I wanted to reiterate the aforementioned cryptic crosswords. Crosswords which test whether you know some trivia fact, or worse, mere synonyms are dull as hell. Cryptics force you to solve puzzles and you can get into some really obscure words.

Just Say No to 13. Newt (3)!
posted by Wrinkled Stumpskin at 10:00 AM on March 25, 2014


Two suggestions:

1. Use spaced-repetition software to practice your new words. (I like Anki.) You can quiz yourself in at least three ways: show the definition and you have to give the word; show the word and you have to give the definition; show a sentence with the word left out, and you have to give the word. (You might want to give yourself a small hint on the last one, like the starting letter or a synonym.)
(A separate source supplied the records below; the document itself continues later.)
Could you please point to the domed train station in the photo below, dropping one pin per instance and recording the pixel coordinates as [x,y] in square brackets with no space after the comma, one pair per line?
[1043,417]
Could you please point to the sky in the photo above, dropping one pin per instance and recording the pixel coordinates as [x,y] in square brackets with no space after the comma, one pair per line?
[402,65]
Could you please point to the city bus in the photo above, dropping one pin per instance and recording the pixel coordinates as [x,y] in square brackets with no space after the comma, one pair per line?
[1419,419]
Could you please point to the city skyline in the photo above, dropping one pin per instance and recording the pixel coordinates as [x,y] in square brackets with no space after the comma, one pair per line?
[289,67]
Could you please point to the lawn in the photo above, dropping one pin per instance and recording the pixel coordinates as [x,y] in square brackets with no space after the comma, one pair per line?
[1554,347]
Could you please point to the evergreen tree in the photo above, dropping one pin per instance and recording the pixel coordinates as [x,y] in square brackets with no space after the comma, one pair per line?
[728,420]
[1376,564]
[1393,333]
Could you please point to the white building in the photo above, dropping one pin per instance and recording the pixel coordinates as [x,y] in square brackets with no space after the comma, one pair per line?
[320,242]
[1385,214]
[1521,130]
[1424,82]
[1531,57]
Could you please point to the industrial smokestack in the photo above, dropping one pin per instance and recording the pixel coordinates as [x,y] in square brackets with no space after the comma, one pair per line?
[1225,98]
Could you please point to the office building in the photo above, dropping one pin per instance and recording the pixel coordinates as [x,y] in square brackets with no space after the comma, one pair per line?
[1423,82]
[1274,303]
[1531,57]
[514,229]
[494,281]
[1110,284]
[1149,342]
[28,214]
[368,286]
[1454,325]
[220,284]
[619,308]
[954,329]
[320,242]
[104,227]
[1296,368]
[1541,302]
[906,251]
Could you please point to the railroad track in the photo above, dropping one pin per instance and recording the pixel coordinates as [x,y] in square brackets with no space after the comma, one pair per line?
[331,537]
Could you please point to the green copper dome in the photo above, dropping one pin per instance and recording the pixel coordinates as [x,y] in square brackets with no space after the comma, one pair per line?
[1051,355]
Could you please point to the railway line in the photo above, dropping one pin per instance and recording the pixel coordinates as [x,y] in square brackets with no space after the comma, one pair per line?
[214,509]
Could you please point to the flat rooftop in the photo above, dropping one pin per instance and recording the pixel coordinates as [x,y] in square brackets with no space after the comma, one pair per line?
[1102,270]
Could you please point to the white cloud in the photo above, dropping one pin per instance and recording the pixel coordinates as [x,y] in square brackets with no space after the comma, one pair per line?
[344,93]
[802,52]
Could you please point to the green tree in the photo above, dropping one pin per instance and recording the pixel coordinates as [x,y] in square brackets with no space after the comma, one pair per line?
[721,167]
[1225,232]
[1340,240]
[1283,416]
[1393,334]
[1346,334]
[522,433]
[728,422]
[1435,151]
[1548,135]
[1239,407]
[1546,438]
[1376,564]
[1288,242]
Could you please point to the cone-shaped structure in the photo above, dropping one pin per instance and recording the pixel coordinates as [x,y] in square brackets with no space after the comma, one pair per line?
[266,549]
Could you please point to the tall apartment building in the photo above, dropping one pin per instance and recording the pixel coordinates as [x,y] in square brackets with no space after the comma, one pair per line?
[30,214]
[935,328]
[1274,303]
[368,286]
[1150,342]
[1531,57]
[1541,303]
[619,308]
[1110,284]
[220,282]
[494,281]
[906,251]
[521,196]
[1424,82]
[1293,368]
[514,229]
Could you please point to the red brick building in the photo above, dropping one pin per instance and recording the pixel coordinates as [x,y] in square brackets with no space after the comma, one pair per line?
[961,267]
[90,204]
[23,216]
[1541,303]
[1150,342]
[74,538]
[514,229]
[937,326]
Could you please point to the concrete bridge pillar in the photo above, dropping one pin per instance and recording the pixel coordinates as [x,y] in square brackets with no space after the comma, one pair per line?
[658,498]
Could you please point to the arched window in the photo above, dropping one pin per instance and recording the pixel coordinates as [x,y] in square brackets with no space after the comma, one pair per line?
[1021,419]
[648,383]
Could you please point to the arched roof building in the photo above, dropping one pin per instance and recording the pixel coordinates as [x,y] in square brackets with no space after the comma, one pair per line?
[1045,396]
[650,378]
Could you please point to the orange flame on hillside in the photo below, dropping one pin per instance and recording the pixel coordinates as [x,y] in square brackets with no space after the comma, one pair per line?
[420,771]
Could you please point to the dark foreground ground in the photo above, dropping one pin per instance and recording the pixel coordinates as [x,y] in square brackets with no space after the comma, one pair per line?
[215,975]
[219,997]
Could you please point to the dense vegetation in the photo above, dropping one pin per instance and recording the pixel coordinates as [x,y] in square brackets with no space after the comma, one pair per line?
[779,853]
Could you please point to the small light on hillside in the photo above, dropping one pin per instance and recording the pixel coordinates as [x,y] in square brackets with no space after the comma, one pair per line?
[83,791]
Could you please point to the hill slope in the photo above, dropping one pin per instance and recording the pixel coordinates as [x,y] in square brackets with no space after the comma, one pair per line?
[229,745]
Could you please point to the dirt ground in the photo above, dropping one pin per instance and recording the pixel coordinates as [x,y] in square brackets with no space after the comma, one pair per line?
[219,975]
2. Pick up some good writing (or even bad writing) and skim until you come across a paragraph that interests you. Write out the paragraph longhand. Now go through and pick out some words and list as many possible substitutions as you can. Then go through that list and think about (maybe even write out) why each word is a better or worse fit for that sentence. If you want, repeat the process with a thesaurus in hand.